Iconic soul artist and forthright civil rights activist Nina Simone is profiled by two-time Oscar nominee Liz Garbus.
5. Paris Is Burning
Released in 1990, Jennie Livingston's Paris Is Burning is a cultural touchstone, opening up upper Manhattan's vibrant drag scene to curious eyes.
6. Janis: Little Girl Blue
It's thrice the girl power with Cat Power narrating a deep dive into Janis Joplin's rise to infamy that's directed by Amy Berg.
7. Miss Sharon Jones!
Honor the memory of Dap Kings frontwoman Sharon Jones who passed away in November 2016 with this celebration of her fearlessness and spirit, directed by Barbara Kopple.
Two long-lost sisters find each other against all odds in this documentary about souls and soulmates. Samantha Futerman and Ryan Miyamoto direct.
9. Fed Up
Childhood obesity and the corporate machine that enables it are in the crosshairs of director Stephanie Soechtig.
10. Being Elmo
Constance Marks finds out what it's like to be the man behind (or under) one of the most beloved characters in all of children's entertainment.
11. Miss Representation
Who better than two female documentarians (Jennifer Siebel Newsom and Kimberlee Acquaro) to encourage viewers to monitor the media's uneven and reductive portrayals of women on screen?

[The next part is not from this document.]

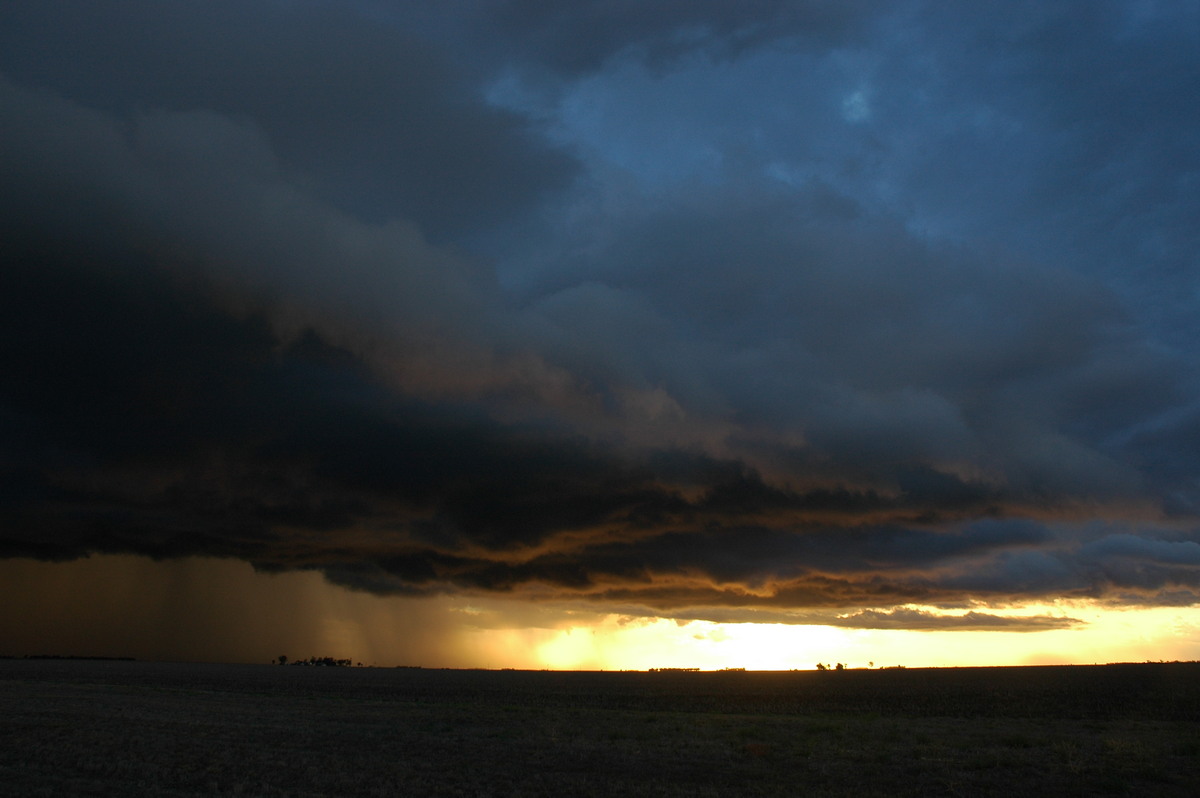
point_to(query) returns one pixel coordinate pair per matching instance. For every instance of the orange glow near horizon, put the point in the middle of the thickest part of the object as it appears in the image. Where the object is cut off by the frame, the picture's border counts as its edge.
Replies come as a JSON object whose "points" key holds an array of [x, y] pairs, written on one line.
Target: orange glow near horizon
{"points": [[210, 610]]}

12. My Beautiful Broken Brain
Sophie Robinson and Lotje Sodderland co-direct a Netflix Original film about Sodderland's sudden stroke and the catastrophic changes it made to the way that she experiences life and processes information.
13. I Am Ali
Clare Lewins reconstructs the life of the former heavyweight champ and social justice crusader via archive footage and interviews with those closest to him.
14. Matt Shephard Is A Friend Of Mine
The violent murder of a young gay man in 1998 in Laramie, Wyoming came to represent the immediate need for dialogue, acceptance, and stringent hate crime legislation. But this intimate film by Michele Josue honors the person, not the symbol.
Stand-up comedian, writer, and actor Tig Notaro lost her mother and was diagnosed with breast cancer within the same year. Kristina Goolsby and Ashley York co-direct a case study in how dry, honest humor can quite literally save your life.
Released in 2016, this film could not be more frighteningly timely. Dawn Porter called the shots on Trapped, a documentary about the fierce fight to defend women's reproductive rights, particularly in battleground southern states.
Documentary would be a much poorer genre without its intrepid and insightful female filmmakers.